Ainda de acordo com Habermas, a pergunta pela legitimidade da ordem legal não obtém resposta adequada quando se apela para uma racionalidade jurídica autônoma, isenta da moral. A validade, a legitimidade de um ordenamento jurídico se estabelece a partir de uma relação interna entre Direito e Moral. A legitimidade pode ser obtida através da legalidade, na medida em que os processos para a produção de normas jurídicas são racionais no sentido de uma razão prático-moral procedimental. É resultante do entrelaçamento entre processos jurídicos e uma argumentação moral que obedece à sua própria racionalidade procedimental. Assim, para Habermas, só tem sentido falar em legitimidade da legalidade à medida que a juridicidade se abre e incorpora a dimensão da moralidade, estabelecendo assim uma relação com o Direito que, ao mesmo tempo, é interna e normativa. Em síntese, só é legitima a legalidade circunscrita em uma racionalidade cujo procedimento se situa entre processos jurídicos e argumentos morais.

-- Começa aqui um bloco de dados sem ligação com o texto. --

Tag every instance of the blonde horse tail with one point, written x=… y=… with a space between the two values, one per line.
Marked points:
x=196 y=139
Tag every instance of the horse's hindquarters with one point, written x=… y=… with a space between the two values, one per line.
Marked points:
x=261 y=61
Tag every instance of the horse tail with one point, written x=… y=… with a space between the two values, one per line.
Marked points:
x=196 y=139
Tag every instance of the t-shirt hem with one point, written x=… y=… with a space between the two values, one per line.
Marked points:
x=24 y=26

O apelo weberiano ás instâncias formal e material não é suficiente para estabelecer a relação entre Direito e Moral, pois que, para Habermas, Weber confunde os aspectos estruturais com os aspectos de conteúdo; as qualidades formais de procedimento, que possibilita uma fundamentação pós-metafisica, com as orientações de conteúdo, isto é, com orientações valorativas materiais. Weber, segundo Habermas, não teria visto o cerne moral do direito, confundindo a preferência por valores (resultado de orientações de valores subjetivos e culturalmente contingentes) com a validade normativa (o dever ser das normas universais obrigatórias). O direito é um meio ambíguo, podendo mesmo conferir uma aparência de legitimidade a um poder não legitimo, uma vez que se nutre das fontes de integração social seguintes: mercado (dinheiro), Estado (poder) e solidariedade (comunicação).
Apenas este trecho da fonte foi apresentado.